The microstructural characteristics, mechanical and damping properties of Al–Zn based composites reinforced with 6, 8, and 10 wt% martensitic stainless steel (SS) and 10 wt% silicon carbide (SiC) were investigated. The composites were produced via double stir casting process, and structural assessment was undertaken with the use of scanning electron microscopy (SEM) and X-ray diffraction analysis. The mechanical properties (hardness and tensile properties) and damping behaviour were also evaluated. The microstructures showed well delineated particles varied particle size and dispersion patterns, while the XRD results indicated marginal presence of reaction induced intermetallic phases.

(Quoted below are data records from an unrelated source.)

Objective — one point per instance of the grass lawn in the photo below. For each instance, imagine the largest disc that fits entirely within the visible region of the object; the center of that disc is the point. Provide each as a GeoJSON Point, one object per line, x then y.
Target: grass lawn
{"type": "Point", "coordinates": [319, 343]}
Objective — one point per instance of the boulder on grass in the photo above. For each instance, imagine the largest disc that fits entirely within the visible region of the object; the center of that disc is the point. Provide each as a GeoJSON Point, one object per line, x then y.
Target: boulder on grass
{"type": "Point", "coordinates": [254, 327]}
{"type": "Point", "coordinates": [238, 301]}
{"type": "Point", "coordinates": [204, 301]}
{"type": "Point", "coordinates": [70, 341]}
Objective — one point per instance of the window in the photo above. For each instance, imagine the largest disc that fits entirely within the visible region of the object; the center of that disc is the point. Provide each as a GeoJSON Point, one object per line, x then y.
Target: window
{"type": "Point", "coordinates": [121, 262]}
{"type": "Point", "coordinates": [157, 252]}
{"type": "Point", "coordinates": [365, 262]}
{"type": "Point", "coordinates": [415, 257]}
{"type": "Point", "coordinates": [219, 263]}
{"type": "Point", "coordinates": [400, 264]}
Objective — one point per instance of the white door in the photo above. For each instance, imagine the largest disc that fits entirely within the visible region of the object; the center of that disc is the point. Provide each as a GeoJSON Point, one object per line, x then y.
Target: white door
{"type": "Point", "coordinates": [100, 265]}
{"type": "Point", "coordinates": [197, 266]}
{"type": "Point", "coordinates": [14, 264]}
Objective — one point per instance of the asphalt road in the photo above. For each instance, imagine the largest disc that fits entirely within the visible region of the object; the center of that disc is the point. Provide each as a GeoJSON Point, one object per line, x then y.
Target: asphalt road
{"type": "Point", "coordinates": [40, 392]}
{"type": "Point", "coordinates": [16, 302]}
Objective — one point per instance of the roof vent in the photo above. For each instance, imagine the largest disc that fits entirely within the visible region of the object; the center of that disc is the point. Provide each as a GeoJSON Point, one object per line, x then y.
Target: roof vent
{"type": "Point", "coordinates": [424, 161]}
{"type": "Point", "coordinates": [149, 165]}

Relative to the unreinforced Al–Zn alloy, the hardness, ultimate tensile strength (UTS), specific strength improved with increase in SS wt. % (18%, 26%, 44% for hardness; 33%, 40%, 51% for UTS; and 19%, 28%, 47% for specific strength, for 6, 8, and 10 wt% SS particles, respectively). Also, all the Al–Zn/SS composite grades had strength and ductility characteristics superior to that of the Al–Zn/SiC composite. Particle and interface strengthening, was linked to the improved strength offered by these grades of composites, while more uniform strain distribution due to the inherent ductile and deformable nature of the SS particles, attested to by the relatively higher signs of dimple fractures; was linked to the superior ductility. The damping capacities of all the Al–Zn based composites were higher than that of the unreinforced Al–Zn alloy, with the inherent damping capacities of constituents, constituent weight proportions, particle/interface mobility sensitivity to temperature, and dislocation damping effects, linked to the variations in damping behaviour exhibited by the Al–Zn based composites.